One of my 11th graders -- notice the quarters in her ears as well as the big earrings
Dance Like an Egyptian
Of course life as an English teacher in Kwajalein Atoll is not all serious. This past Friday was the welcome party, a day of games and contests between the 4 grades that lasted almost until sundown. The freshmen wore blue T-shirts, the sophomores red, the juniors white, and the seniors black. Each class sent two contestants to each of the games. There were sprint races, including one in which students had to stop, read a note with the name of a teacher, pick up the specified teacher, and run with him or her to the finish line. (Luckily I was spared that one.) There was a contest in which students ran, then sat down and gobbled 2 Marshallese cake-like donuts, swallowed, and finished the race. Another race was similar, except you had to gulp down a can of Coke in the middle. One game involved kicking a soccer ball to the finish line with a giant paper cone on the face, with only the tiniest hole at the end of the cone to see through. (Some students lost track of their balls for several minutes, to the hilarity of the rest of the students. Not much field of vision at the end of the paper cone.) A dance contest, in which the dancers froze when the music stopped and were eliminated if they twitched, ended in a tie between one young woman and a young man, both of whom were terrific at instantly stopping their really cool dance moves.

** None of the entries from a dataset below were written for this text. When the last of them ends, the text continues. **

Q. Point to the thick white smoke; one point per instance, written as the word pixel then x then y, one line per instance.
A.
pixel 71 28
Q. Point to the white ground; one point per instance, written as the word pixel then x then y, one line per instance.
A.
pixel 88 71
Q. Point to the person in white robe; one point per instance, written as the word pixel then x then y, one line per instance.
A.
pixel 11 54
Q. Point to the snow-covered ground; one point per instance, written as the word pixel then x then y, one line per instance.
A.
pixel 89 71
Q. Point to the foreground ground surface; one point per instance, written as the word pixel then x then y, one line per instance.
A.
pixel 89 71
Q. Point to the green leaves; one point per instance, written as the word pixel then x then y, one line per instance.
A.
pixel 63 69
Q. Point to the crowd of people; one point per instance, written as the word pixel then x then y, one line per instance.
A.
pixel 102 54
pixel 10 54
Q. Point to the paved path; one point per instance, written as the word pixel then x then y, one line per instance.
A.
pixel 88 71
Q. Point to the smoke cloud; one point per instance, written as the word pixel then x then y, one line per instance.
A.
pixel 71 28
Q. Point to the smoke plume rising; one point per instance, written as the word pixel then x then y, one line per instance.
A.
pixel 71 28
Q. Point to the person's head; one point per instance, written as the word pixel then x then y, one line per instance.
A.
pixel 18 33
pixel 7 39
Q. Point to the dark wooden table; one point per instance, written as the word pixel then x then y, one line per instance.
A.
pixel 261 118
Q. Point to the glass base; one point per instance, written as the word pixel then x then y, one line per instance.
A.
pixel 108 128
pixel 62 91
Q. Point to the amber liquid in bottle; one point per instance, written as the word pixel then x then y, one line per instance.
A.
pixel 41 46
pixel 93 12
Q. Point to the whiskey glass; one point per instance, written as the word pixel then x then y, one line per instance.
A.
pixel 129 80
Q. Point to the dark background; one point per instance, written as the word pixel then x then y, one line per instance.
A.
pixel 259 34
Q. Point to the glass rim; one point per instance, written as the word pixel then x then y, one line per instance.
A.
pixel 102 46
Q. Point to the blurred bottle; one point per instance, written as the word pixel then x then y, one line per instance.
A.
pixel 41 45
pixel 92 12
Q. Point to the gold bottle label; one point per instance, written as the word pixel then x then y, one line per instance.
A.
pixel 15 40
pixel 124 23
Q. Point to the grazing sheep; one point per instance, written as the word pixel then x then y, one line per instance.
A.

Another contest involved a pan of flour that students raced to, then blew away completely before finishing the race. Naturally, most of the flour blew on the contestants’ faces. There were the traditional raw egg toss and ever-popular battle of muscles in tug-of-war. And also musical chairs.
Of course the best part of musical chairs was watching the superb moves to the music in between diving for the chairs. First the girls competed, then the boys, then the female faculty. Decision time: shall I be the professional teacher self or the wild and crazy self? (Not all of you readers have seen the latter.) I figured this was the moment for silliness, hoping acting the royal fool might buy me some goodwill with my students. As they say, “play it big or go home.” So I hammed it up to the max. I did the “dance like an Egyptian” move, a few overhead claps to the beat, with a little John Travolta and a touch of hokey-pokey. The kids went wild – who knew their new ribelle English teacher had such an outrageous side?
One of the students’ journals the next school day read, “The most fun at the welcome party was about Ms. Marci’s musical chair good dance. Because I didn’t know Ms. Marci know how to dance because she is so old and I think she doesn’t know how to dance, so that’s what’s so funny. I never seen old women do good dance.”
The next afternoon a little girl, maybe 4-5 years old, called out “hey ribelle!” (This Marshallese word for “foreigner” is a common greeting from the children.) I smiled at her, and she responded with her best “dance like an Egyptian” imitation. Either news travels fast on the “coconut wireless,” complete with gestures, or perhaps there were more neighborhood kids around than I realized. Either way, that appears to be my trademark now, for better or worse!